Live cattle futures end higher Monday - CME

Cattle futures higher on tight supplies; hogs extend retreat from contract highs

calendar icon 9 February 2026
clock icon 1 minute read

Lean hog futures on the Chicago Mercantile Exchange (CME) closed mostly lower on Monday, with the benchmark April contract falling for a third straight session after setting a life-of-contract high last week, according to Reuters.

CME April hogs settled down 1.225 cents at 96.725 cents per pound. Front-month February hogs closed down 0.275 cent at 87.100 cents but stayed above the CME's Lean Hog Index .IHX, a two-day weighted average of cash prices, which was last at 86.57 cents.

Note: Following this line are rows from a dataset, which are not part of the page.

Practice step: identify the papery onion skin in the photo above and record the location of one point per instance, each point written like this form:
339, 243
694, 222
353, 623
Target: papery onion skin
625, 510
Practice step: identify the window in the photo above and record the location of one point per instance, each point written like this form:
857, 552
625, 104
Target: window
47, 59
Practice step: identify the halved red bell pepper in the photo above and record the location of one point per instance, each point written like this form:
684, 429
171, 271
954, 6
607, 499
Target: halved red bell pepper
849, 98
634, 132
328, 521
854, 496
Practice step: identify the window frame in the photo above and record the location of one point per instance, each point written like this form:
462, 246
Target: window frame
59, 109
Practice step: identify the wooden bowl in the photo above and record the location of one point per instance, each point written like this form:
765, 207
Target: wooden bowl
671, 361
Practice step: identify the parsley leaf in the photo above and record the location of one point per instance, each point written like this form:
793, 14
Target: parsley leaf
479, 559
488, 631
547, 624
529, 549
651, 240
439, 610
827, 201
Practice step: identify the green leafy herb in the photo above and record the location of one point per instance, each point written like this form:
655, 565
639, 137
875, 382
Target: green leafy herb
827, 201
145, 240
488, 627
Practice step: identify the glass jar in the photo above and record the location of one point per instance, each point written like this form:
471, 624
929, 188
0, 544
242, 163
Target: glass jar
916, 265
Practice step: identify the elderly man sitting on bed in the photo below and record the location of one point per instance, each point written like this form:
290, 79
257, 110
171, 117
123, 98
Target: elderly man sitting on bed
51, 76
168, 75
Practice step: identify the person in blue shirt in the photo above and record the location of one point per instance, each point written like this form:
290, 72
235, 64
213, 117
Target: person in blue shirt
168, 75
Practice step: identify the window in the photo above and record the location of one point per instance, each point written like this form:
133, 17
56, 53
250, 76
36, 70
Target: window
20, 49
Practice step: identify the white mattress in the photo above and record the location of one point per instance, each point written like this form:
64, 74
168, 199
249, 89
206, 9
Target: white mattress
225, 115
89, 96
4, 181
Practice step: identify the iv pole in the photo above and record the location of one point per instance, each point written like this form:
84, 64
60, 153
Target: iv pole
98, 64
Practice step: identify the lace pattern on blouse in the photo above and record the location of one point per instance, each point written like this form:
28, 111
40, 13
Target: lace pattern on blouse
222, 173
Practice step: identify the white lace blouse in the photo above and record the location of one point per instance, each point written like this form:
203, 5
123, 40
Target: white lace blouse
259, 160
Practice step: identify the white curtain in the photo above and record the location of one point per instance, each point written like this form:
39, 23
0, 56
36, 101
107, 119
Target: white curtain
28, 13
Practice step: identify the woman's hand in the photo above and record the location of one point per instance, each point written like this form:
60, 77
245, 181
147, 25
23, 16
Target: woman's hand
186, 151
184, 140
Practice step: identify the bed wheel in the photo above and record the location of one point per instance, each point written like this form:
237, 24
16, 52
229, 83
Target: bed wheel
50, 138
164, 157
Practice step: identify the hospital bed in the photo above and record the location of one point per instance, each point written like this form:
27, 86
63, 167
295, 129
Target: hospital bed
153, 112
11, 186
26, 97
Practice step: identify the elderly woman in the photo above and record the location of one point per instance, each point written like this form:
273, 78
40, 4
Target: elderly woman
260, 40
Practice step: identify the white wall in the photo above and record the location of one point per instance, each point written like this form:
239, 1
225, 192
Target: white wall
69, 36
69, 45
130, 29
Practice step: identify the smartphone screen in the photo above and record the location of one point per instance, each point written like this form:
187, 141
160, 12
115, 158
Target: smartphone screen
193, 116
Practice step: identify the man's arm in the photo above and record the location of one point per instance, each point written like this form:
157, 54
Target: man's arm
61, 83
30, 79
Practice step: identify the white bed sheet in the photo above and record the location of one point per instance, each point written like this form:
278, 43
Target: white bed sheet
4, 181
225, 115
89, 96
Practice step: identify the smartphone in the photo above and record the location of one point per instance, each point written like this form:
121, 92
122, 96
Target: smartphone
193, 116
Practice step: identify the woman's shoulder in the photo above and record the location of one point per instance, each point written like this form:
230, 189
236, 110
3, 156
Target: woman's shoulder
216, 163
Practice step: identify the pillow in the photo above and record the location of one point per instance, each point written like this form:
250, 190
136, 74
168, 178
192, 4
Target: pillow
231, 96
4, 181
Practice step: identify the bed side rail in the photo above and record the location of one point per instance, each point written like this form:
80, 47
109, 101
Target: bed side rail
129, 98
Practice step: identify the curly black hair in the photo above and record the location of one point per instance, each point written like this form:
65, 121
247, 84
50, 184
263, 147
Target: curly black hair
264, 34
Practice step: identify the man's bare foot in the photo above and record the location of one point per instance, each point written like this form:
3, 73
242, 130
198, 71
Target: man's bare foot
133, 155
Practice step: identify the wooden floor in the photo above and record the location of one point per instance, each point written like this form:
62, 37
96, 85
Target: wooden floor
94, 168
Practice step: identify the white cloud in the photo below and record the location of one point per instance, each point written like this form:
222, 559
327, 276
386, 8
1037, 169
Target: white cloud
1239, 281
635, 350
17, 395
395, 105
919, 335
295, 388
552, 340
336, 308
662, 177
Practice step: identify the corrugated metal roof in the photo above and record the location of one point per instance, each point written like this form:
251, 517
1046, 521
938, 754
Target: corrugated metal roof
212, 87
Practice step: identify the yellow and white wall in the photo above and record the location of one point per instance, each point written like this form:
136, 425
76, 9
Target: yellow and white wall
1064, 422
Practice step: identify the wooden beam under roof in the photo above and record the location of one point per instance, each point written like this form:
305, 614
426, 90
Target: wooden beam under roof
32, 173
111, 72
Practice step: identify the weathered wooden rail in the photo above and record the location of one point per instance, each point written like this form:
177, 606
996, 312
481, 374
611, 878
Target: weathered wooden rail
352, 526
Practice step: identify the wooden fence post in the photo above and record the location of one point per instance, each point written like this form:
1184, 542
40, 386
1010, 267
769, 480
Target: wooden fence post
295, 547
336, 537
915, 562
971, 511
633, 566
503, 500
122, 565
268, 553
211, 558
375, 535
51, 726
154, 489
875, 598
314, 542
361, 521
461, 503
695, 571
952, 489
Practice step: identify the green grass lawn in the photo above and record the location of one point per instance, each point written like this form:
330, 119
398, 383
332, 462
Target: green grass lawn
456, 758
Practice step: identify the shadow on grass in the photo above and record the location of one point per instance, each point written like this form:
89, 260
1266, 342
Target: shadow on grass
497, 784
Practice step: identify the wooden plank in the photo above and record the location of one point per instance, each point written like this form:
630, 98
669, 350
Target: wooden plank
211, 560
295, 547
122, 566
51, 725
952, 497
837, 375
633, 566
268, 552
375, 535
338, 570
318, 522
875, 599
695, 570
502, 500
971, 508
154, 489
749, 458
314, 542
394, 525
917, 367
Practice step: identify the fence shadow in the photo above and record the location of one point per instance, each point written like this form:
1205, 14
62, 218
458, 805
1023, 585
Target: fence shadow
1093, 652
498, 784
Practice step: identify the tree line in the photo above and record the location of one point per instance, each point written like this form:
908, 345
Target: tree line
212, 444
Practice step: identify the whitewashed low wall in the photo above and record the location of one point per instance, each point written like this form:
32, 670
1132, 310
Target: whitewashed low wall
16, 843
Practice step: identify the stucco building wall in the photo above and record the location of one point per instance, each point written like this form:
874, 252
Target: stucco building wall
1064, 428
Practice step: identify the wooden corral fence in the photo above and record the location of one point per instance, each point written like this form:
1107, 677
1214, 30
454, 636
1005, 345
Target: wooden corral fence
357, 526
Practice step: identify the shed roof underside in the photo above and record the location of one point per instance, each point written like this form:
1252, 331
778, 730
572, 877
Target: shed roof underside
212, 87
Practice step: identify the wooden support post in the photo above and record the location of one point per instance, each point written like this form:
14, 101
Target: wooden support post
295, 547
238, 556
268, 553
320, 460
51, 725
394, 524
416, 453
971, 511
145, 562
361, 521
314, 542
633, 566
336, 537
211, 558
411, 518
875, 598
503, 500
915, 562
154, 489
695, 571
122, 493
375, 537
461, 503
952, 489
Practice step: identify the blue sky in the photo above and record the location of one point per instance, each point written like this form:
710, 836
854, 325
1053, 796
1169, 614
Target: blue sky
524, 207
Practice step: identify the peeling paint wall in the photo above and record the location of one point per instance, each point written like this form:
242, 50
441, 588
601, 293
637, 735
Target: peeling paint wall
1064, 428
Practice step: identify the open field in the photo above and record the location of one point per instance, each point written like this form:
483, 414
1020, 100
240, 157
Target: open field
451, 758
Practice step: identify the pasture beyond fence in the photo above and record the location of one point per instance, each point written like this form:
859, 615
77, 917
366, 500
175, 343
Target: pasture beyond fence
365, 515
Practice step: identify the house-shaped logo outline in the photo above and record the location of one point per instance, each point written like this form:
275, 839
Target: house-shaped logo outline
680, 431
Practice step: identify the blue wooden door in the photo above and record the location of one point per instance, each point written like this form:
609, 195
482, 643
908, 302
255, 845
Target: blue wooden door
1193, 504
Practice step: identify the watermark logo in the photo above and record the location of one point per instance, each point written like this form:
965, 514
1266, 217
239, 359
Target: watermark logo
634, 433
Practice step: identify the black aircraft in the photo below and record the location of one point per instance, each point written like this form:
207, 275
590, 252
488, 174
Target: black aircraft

Commodity funds hold a sizable net long position in CME hog futures, leaving the market prone to bouts of long liquidation. Friday's weekly commitments report from the U.S. Commodity Futures Trading Commission showed managed funds expanded their net long in CME hog futures to 123,396 contracts in the week ended February 3, up 13,859 lots, or 12.65%, from the prior week.

Wholesale pork values ticked higher. The US Department of Agriculture priced pork carcasses on Monday afternoon at $95.83 per hundredweight, up $2.06 from Friday.

Cattle end higher

Cattle futures rose, supported by tight US cattle supplies. CME April live cattle futures settled up 0.950 cent at 238.200 cents per pound, with the June contract up 0.475 cent at 234.325 cents.

CME March feeder cattle futures finished up 0.025 cent at 367.450 cents.

After the market closed, US Agriculture Secretary Brooke Rollins said the USDA opened a facility in southern Texas to release sterile flies to combat the New World screwworm parasite, which has been found in Mexican livestock. The USDA has halted US imports of Mexican cattle to prevent the pest from entering, worsening a cattle shortage that has pushed beef prices to record highs for consumers.

The USDA currently produces 100 million sterile flies per week at a facility in Panama and disperses them in Mexico to prevent wild screwworm flies from reproducing.

The USDA will open a facility in Texas by the end of next year to produce the sterile flies, Rollins said on Monday.